Reputation: 66
I am writing a program and needed to momentarily silence the output. I went online and found the solution was the following:
./program > /dev/null
I now need to see the output, but have not found a way to do so. After looking for it online, I now understand that what I'm basically doing is sending the output to a 'black hole', and I believe what I need to do is send the output of the program back to the Standard Output.
I've tried:
./program >1
./program >stdout
./program /dev/null>1
./program /dev/null>stdout
but still cannot get it to work. Does anybody know a possible solution?
Upvotes: 1
Views: 559
Reputation: 965
You have stated twice that your program without redirection on the command line produces no output.

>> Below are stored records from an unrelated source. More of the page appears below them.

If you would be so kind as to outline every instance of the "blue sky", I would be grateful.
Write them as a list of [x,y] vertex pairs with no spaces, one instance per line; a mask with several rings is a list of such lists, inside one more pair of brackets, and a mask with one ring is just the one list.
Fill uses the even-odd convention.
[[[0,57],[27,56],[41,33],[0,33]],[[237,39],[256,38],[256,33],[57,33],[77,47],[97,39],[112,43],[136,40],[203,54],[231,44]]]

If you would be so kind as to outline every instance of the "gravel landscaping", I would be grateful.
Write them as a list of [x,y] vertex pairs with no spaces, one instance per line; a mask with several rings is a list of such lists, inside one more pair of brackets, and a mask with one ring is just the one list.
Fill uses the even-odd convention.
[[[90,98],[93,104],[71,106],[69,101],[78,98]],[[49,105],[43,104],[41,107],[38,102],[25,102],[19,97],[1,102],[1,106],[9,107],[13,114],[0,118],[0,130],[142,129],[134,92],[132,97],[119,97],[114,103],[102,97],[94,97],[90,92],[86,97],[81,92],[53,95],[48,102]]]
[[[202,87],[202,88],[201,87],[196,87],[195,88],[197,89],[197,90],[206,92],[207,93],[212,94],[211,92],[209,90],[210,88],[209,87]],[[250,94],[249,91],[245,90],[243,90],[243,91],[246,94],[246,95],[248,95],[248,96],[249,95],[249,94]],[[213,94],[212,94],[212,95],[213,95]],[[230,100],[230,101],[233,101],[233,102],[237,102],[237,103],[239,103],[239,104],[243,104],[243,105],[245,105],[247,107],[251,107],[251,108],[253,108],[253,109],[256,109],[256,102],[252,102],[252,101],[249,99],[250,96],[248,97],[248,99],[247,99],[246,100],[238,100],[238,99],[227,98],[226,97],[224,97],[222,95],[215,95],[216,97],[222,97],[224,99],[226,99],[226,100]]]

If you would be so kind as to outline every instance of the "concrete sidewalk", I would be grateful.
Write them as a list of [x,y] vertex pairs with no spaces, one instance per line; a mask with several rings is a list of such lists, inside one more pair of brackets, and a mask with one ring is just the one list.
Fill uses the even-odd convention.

So the problem is your program, not the redirection.
Also note that :
./program /dev/null>1
./program /dev/null>stdout
Both of these, which you tried, pass "/dev/null" as an argument to your application and apply redirection to that.
If you want to output to both stdout and a file using redirection you need a tee command.
You would use something like :
./program | tee mylogfiletxt
The '|' is a pipe between the output of program and the input of the tee application. tee will send a copy of its input to stdout and the file you name.
Upvotes: 0
Reputation: 18627
You can't get back the previous output. But just running the program normally will produce output to stdout
...
./program
The >
('redirection' operator), redirects the output of the program while it is running to the target file (or stream). You don't need to 'undo' or 'reverse' this in subsequent runs. Wikipedia has a great overview.